<center>
<h1><br/></h1>
<h1>INF 582: Introduction To Text Mining And NLP</h1>
<h2>Challenge: News Articles Title Generation</h2>
<h3>Notebook: Fine-Tuning the 1st model: mbart-mlsum-automatic-summarization</h3>
<h4>Students Name: <br>
<b>DABERE Abasse<br>
FUERTES PANIZO Cynthia Yacel</b> </h4>
<br>
</center>

# `Fine-Tuning mbart-mlsum-automatic-summarization`


In [None]:
MODEL_NAME = 'lincoln/mbart-mlsum-automatic-summarization'

In [None]:
%pip install -q -U bitsandbytes
%pip install -q -U git+https://github.com/huggingface/transformers.git
%pip install -q -U git+https://github.com/huggingface/peft.git
%pip install -q -U git+https://github.com/huggingface/accelerate.git
%pip install -q datasets

In [None]:
# Libraries for data analysis and visualization
import pandas as pd
import matplotlib.pyplot as plt
import numpy as np
import json

# Deep learning and natural language processing
import torch
torch.cuda.empty_cache()  # Clears CUDA cache
from transformers import AutoTokenizer, AutoModelForSeq2SeqLM, SummarizationPipeline
from transformers import T5Tokenizer, T5ForConditionalGeneration
from transformers import TrainingArguments, Trainer
import datasets

# Utilities and text preprocessing
from tqdm import tqdm
import re

# Model evaluation and custom models
from rouge_score import rouge_scorer
from peft import LoraConfig, TaskType, get_peft_model

  from .autonotebook import tqdm as notebook_tqdm
2024-03-30 19:47:40.322739: E external/local_xla/xla/stream_executor/cuda/cuda_dnn.cc:9261] Unable to register cuDNN factory: Attempting to register factory for plugin cuDNN when one has already been registered
2024-03-30 19:47:40.322777: E external/local_xla/xla/stream_executor/cuda/cuda_fft.cc:607] Unable to register cuFFT factory: Attempting to register factory for plugin cuFFT when one has already been registered
2024-03-30 19:47:40.323464: E external/local_xla/xla/stream_executor/cuda/cuda_blas.cc:1515] Unable to register cuBLAS factory: Attempting to register factory for plugin cuBLAS when one has already been registered
2024-03-30 19:47:40.327717: I tensorflow/core/platform/cpu_feature_guard.cc:182] This TensorFlow binary is optimized to use available CPU instructions in performance-critical operations.
To enable the following instructions: AVX2 FMA, in other operations, rebuild TensorFlow with the appropriate compiler flags.


In [None]:
device = torch.device('cuda' if torch.cuda.is_available() else 'cpu')
print(device)

cuda


In [None]:
# rouge score
scorer = rouge_scorer.RougeScorer(['rougeL'])

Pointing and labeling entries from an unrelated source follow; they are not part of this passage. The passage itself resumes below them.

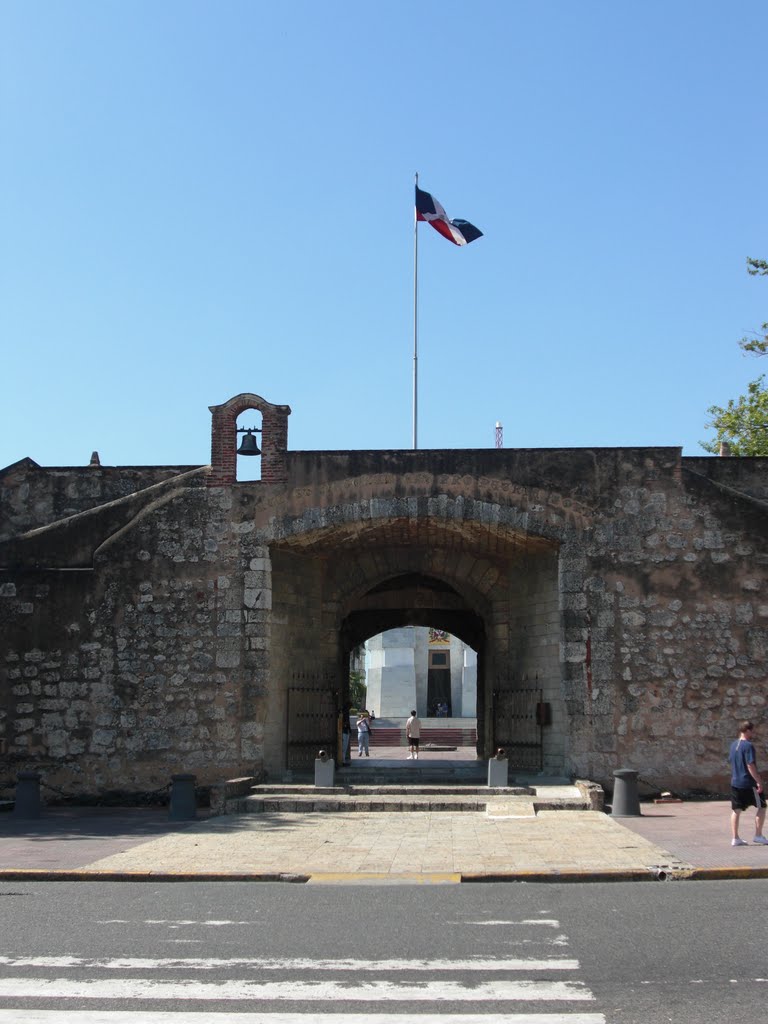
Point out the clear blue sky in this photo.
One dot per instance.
(203, 199)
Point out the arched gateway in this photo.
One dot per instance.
(165, 619)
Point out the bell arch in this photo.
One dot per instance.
(224, 439)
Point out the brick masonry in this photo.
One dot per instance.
(154, 619)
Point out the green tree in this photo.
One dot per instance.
(743, 422)
(757, 344)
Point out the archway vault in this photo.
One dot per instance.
(336, 586)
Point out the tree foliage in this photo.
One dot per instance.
(743, 422)
(757, 344)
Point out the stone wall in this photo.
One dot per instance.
(160, 630)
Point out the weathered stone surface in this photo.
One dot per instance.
(153, 625)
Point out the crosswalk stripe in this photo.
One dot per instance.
(290, 964)
(185, 1017)
(239, 989)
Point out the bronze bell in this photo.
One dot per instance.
(248, 444)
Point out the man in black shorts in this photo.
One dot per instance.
(747, 784)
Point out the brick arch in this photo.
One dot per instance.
(273, 442)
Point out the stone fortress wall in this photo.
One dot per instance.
(154, 620)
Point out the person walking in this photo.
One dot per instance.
(413, 734)
(747, 784)
(345, 730)
(364, 734)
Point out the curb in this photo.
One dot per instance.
(420, 878)
(84, 875)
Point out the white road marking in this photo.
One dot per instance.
(495, 924)
(238, 989)
(173, 1017)
(266, 964)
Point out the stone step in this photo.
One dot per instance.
(306, 790)
(497, 802)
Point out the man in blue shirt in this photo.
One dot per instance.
(747, 784)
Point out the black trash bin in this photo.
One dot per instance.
(626, 800)
(183, 806)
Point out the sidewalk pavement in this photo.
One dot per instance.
(667, 841)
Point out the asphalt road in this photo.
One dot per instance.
(592, 953)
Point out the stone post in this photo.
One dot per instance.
(324, 769)
(499, 769)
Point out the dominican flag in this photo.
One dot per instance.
(461, 232)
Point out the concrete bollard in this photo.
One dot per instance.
(182, 805)
(626, 800)
(499, 769)
(325, 768)
(28, 796)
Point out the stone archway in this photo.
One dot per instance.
(497, 589)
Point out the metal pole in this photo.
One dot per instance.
(416, 322)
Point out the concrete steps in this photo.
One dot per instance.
(498, 802)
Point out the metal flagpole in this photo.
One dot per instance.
(416, 321)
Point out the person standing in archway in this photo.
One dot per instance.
(413, 734)
(364, 734)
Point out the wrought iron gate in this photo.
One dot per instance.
(311, 721)
(518, 717)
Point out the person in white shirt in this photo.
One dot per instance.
(364, 734)
(413, 734)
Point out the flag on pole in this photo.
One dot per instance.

def calculate_rouge_score(reference, generated):
    rouge_score = scorer.score(generated, reference)['rougeL'][2]
    return rouge_score

In [None]:
# tokenizer
tokenizer = AutoTokenizer.from_pretrained(MODEL_NAME)
tokenizer.eos_token = tokenizer.pad_token

## `1 DATA PREPARATION`


In [None]:
path = "data/"
train_df = pd.read_csv(path + 'train.csv')
validation_df = pd.read_csv(path + 'validation.csv')
test_df = pd.read_csv(path + 'test_text.csv')

In [None]:
prompt_template = "### Summarize: {text} \n### Summary:"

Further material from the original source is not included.